Today's Internet generation watches more video on a computer than they do on television. And instead of their cousin’s wedding or a family wedding party, they tend to prefer the indiscretions of the latest star (of course I’m oversimplifying...).
Logically enough, Samsung is following the trend with the SMX-C10, which falls straight into the 'shoot and share' camcorder category. And to be sure we make no mistake about it, Samsung has even added a YouTube sticker, making it clear that this is a camcorder made for uploading video directly to the web.
The C10 is a model of simplicity. With only four buttons on the body, including the playback toggle and the on/off button, it won’t be easy to make mistakes. Samsung also supplies a very explicit user’s guide to explain how the product works. Visually, the C10 looks like a lacquered soap dish and comes in three 'touch of colour' shades: red, blue and grey.
The C10’s finish is very pleasant to touch. The camcorder has a distinctive feature – its lens is tilted upward 25°. Thanks to this innovation, you won’t need to keep your elbow raised to film horizontally. You can keep it at waist level. In actual use, this ergonomic design feature works best when you’re filming subjects who are close to the lens. For landscape or medium-range shooting, the angled lens doesn’t really change anything. There’s no protective cover over the lens, but that’s not a problem since it’s protected by a very thin transparent window. The zoom control works well and is relatively sensitive. You do need to press it very, very softly to do a slow zoom.
The C10 also has a rear compartment, like the boot of a car, that houses the SD card and the battery. I really like this system – it’s convenient and discreet, blending in perfectly with the contours of the body. The 16:9 display is also good, measuring 2.7'' from corner to corner and 230,000 pixels. The adjustment menu is plain but adequate, as is navigation through its various headings, which you do via a joystick button at the edge of the display. Another convenient feature of the C10 is that it can recharge via the USB cable or regular power outlet. The battery life is a remarkable 120 minutes of regular use.

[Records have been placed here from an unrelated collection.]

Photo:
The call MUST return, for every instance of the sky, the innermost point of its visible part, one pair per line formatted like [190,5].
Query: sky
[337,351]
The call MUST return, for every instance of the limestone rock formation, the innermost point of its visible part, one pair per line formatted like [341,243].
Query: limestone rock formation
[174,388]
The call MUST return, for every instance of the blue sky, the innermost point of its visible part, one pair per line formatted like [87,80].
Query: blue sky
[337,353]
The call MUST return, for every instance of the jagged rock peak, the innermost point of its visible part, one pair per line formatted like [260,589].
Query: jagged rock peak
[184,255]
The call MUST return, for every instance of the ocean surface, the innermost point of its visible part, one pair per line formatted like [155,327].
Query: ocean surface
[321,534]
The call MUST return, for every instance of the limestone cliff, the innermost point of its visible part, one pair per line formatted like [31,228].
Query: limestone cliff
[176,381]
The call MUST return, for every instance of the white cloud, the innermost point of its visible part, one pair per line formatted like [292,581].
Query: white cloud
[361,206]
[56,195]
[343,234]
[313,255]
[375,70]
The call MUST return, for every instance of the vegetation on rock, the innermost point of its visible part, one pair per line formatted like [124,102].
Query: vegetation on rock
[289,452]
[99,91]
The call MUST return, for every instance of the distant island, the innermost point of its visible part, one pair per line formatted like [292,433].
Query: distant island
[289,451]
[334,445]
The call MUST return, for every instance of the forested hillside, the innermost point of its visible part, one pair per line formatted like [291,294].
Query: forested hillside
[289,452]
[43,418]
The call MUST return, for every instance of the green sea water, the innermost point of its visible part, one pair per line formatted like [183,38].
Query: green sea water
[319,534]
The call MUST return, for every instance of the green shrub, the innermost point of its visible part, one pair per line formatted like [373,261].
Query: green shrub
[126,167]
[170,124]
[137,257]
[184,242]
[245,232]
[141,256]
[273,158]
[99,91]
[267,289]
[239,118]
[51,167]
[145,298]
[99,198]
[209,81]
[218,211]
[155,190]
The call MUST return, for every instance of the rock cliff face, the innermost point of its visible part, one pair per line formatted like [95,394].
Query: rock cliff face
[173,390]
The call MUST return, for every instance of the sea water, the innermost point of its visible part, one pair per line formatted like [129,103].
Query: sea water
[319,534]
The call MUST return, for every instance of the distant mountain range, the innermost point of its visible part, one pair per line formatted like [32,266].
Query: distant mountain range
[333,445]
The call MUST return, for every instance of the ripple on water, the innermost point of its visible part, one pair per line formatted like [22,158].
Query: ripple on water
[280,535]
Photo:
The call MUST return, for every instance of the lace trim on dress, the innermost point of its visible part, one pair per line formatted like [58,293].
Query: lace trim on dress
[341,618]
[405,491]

With its small 1/6'', 800 000 pixel CCD sensor, the C10 shoots in standard definition – 720x576 pixels – and saves the files to an SD card. Thus, unfortunately, this is not a High Definition camcorder. But the field of view uses a 16:9 aspect ratio, and the focal length is a very wide 34.6 mm, with a zoom factor of up to 10x.
The image quality is very averge. In low light, the autofocus has trouble keeping up, and noise quickly invades the image, especially when the digital image stabilizer is enabled. That’s because it hogs half of the CCD sensor in order to do its job, which inevitably has an impact on image quality. In fact it’s not very effective, and you can disable it in the menu. The use of H.264 encoding doesn’t really help the image quality, either, with its bit rate of 5 Mbps – only average, but good enough for standard definition. The only advantage of the lower bitrate is that it makes it possible to record three hours of video on an 8 GB SD card.
Since the C10 isn’t HD, connectivity is kept to a minimum – a Composite A/V cable and a USB cable for connecting to your computer.
- Light and compact
- 34.6 mm focal length
- Easy to use
- Recharges via USB port
- High noise in low light
- Digital image stabilizer not very effective
- Low bitrate video
While its easy to use and quite handsome, the C10 is behind the curve. At this price, it faces strong competition from pocket camcorders that shoot in Full HD without being more expensive, like the Kodak Zi8.